Close

Commencing Third Pipeline Stage

A project log for Kestrel Computer Project

The Kestrel project is all about freedom of computing and the freedom of learning using a completely open hardware and software design.

samuel-a-falvo-iiSamuel A. Falvo II 07/02/2017 at 23:270 Comments

Since my last update, I've made many small and incremental improvements to the load/store unit and the register "write-back" side of the X-Register Set modules. To a reasonably good approximation, I think this completes 90% of my work on these stages. I think there are some small artifacts that need to be added still, but these will depend upon the cooperation of other units not yet written, so will have to wait.

With that said, I think it's time to start on the Integer Execute stage of the pipeline. This is the stage that basically encapsulates the ALU I've already written for the KCP53000.

LSU Features

The KCP53010's front-side bus will conform to Wishbone B.4 Pipeline Mode specifications. This new direction satisfies several problems I was having before with the KCP53000, allowing me to collapse several support modules into the core of the CPU effortlessly.

The B.3/B.4 Standard Mode/Furcula bus ties the master and slave side of the bus inextricably together, which required more sophisticated state machines when adapting to other buses. The 64-bit to 16-bit bridge (KCP53003) added a significant amount of overhead to the circuit, as did all the other bridges that were required to interface the KCP53000 to the Kestrel-2 hardware. It worked; but, it was very slow, and only just barely met timing requirements for a working computer.

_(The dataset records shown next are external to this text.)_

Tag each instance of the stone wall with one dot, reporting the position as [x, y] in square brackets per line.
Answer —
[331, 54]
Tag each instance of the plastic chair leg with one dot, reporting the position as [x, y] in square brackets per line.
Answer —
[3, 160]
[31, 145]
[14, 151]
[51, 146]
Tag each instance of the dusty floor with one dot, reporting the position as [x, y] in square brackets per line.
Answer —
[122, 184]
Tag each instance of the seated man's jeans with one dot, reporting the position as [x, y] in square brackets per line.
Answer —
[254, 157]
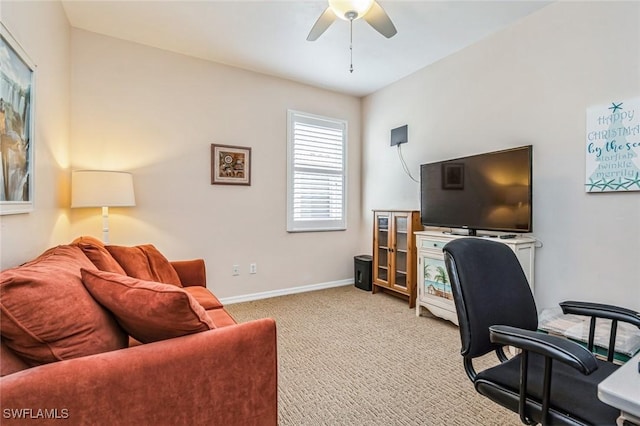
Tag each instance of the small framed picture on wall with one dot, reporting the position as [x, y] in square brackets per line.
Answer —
[230, 165]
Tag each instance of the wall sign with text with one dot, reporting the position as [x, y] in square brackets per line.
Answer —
[613, 147]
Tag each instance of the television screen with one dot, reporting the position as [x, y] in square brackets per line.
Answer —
[491, 191]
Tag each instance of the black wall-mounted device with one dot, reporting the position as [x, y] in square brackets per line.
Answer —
[400, 135]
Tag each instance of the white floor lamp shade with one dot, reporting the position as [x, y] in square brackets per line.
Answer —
[102, 188]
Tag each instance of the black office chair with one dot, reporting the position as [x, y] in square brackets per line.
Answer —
[552, 380]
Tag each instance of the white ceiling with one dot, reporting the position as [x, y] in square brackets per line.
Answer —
[269, 36]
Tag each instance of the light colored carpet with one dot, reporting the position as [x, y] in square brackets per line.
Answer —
[349, 357]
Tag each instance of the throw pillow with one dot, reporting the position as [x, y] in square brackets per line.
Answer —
[146, 263]
[100, 257]
[148, 311]
[47, 315]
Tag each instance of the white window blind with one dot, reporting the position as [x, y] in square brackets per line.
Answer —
[316, 173]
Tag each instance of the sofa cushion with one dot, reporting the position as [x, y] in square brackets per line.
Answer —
[9, 362]
[100, 257]
[221, 318]
[148, 311]
[146, 263]
[204, 297]
[47, 315]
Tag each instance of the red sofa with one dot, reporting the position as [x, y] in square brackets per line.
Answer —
[65, 357]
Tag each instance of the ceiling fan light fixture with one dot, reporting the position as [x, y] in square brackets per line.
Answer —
[345, 9]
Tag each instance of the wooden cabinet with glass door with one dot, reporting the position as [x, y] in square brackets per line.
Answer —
[394, 253]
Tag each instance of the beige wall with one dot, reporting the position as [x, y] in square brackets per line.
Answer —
[42, 30]
[155, 113]
[529, 84]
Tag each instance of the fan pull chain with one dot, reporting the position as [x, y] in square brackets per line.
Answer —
[351, 44]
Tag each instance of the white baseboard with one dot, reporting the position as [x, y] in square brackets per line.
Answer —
[283, 292]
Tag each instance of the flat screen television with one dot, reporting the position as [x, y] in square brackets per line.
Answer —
[490, 191]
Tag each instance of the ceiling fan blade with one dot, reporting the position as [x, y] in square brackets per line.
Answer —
[321, 24]
[380, 21]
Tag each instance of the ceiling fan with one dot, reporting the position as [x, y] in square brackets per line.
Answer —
[351, 10]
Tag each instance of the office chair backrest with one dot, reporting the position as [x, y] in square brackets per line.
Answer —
[489, 288]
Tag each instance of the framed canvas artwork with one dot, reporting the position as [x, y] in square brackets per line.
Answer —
[230, 165]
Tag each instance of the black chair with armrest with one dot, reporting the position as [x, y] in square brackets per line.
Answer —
[552, 380]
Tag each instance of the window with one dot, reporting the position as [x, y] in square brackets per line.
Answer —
[316, 182]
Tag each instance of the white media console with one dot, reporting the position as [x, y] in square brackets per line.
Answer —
[434, 288]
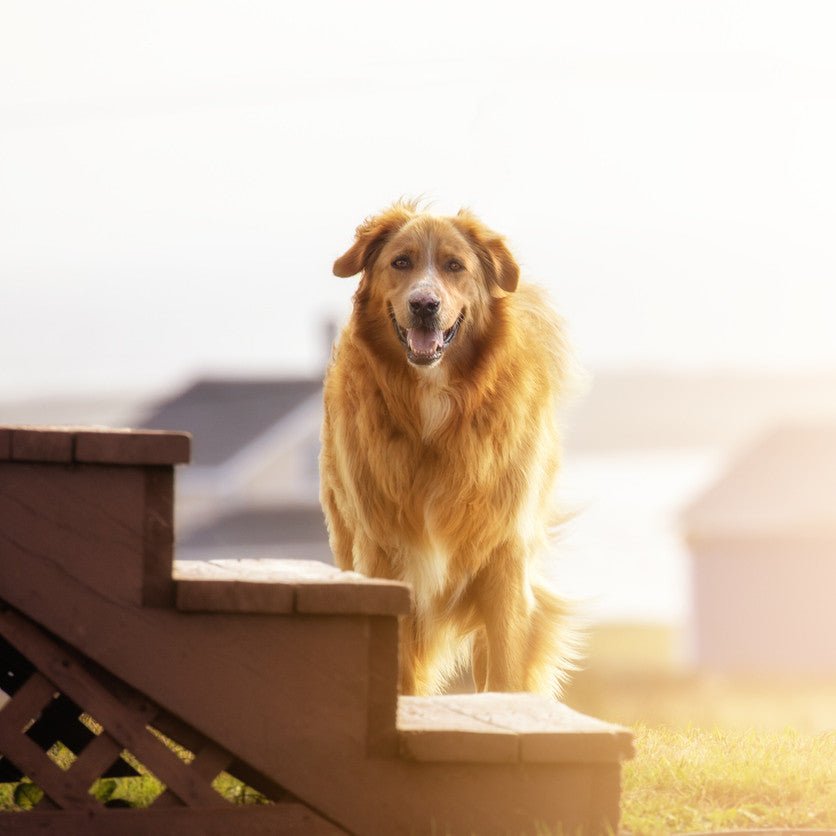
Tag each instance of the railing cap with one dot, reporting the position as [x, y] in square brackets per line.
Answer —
[94, 445]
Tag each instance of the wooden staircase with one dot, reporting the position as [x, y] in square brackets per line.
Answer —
[282, 673]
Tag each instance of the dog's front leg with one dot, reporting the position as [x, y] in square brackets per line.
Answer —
[505, 605]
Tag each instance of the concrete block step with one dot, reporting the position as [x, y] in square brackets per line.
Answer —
[283, 586]
[505, 728]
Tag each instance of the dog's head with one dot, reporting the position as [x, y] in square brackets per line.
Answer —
[433, 277]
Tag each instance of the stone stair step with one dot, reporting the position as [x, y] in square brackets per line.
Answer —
[283, 586]
[505, 728]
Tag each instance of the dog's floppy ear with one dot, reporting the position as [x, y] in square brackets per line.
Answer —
[369, 238]
[496, 259]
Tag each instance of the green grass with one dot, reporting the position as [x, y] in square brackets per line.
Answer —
[713, 752]
[137, 791]
[697, 780]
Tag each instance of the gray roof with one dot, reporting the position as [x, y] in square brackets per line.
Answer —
[783, 485]
[262, 526]
[224, 416]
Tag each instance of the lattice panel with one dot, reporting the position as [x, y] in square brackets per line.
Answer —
[66, 724]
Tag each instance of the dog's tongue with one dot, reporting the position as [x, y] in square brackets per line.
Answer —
[424, 341]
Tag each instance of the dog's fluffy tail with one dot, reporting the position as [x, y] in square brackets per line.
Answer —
[556, 641]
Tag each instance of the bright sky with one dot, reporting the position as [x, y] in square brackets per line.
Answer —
[176, 178]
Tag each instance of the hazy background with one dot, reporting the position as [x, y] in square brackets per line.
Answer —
[176, 178]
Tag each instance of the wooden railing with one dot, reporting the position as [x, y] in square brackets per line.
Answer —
[282, 673]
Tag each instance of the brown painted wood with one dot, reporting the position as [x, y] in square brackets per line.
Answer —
[36, 444]
[135, 447]
[87, 520]
[30, 759]
[94, 446]
[94, 760]
[158, 537]
[125, 726]
[210, 761]
[27, 703]
[302, 683]
[285, 819]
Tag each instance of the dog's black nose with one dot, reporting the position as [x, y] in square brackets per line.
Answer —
[424, 304]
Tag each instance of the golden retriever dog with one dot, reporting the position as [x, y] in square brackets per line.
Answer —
[440, 448]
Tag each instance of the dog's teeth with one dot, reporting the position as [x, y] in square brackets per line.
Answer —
[424, 341]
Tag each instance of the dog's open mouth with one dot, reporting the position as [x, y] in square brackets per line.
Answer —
[425, 346]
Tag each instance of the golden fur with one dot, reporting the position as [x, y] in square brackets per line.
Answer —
[438, 463]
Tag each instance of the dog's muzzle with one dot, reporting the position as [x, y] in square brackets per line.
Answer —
[424, 341]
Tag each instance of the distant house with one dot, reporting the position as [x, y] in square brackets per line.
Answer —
[252, 487]
[763, 544]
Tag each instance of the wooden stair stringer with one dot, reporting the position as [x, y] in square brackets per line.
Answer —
[308, 735]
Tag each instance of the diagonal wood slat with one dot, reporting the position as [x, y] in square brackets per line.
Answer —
[95, 758]
[60, 786]
[27, 703]
[127, 727]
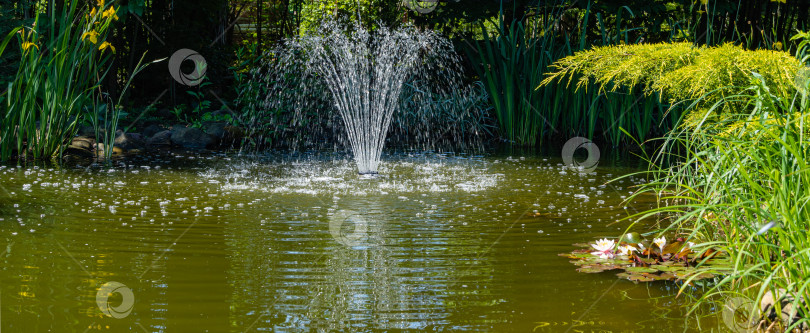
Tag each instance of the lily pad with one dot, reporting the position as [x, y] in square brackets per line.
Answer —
[641, 270]
[631, 238]
[651, 265]
[669, 268]
[590, 269]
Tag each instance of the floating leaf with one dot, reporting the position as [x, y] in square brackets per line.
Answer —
[641, 270]
[631, 238]
[590, 269]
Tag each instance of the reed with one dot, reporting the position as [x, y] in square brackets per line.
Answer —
[742, 184]
[64, 58]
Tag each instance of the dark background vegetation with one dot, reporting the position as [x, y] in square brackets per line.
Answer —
[230, 34]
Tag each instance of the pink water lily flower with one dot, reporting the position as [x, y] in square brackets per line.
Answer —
[604, 248]
[627, 250]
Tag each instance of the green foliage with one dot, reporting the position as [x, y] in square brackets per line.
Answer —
[367, 12]
[511, 66]
[63, 59]
[742, 183]
[678, 72]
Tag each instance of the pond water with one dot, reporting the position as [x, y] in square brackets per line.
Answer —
[219, 243]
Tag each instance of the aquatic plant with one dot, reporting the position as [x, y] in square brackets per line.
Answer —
[742, 183]
[676, 261]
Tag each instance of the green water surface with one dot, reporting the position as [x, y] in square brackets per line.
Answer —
[219, 243]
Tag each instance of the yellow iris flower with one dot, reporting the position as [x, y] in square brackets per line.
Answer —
[27, 45]
[92, 34]
[106, 45]
[110, 12]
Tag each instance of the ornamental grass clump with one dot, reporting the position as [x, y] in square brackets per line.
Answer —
[680, 73]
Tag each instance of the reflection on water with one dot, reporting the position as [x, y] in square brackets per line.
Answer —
[231, 244]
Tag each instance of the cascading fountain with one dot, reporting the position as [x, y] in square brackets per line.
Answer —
[364, 71]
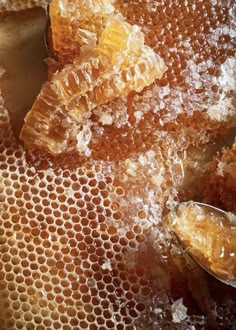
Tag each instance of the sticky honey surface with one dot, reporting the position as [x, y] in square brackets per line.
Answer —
[82, 240]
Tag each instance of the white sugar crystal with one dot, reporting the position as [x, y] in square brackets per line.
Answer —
[227, 78]
[179, 311]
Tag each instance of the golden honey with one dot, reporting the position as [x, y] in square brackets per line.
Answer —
[81, 239]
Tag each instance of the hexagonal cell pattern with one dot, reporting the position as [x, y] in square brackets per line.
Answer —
[85, 248]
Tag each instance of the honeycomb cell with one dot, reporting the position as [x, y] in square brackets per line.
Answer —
[84, 248]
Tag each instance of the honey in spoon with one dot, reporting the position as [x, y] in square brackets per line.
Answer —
[209, 235]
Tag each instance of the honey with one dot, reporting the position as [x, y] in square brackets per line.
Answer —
[120, 64]
[81, 237]
[209, 236]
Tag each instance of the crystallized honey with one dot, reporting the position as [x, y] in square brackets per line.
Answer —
[81, 236]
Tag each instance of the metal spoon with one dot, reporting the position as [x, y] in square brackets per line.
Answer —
[208, 235]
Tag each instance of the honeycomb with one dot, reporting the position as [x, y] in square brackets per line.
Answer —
[82, 240]
[75, 24]
[120, 64]
[208, 235]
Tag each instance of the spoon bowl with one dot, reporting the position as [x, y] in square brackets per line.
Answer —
[208, 235]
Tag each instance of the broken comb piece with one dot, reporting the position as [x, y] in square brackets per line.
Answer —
[120, 64]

The B.4 Pipelined operation greatly reduces the complexity involved with bridging different bus widths. Supporting 64-bit, 32-bit, 16-bit, and 8-bit transfers over a 16-bit external bus came surprisingly easy once I realized that the command and response (or master and slave, as referenced in the Verilog sources) sides of the bus can be cleanly divorced from each other. I'm banking on this simplification to reduce both layout pressure as well as bump the CPU's operating frequency to a more comfortable rate.

Disadvantages

Because I now natively support Wishbone, the CPU is now directly responsible for handling address misalignment and data path routing. Right now, the LSU doesn't take misalignment into consideration. This is a known bug, but will be addressed later. However, I'm thinking the hardware to detect and respond to this (and similar) condition(s) will still result in a net reduction in complexity.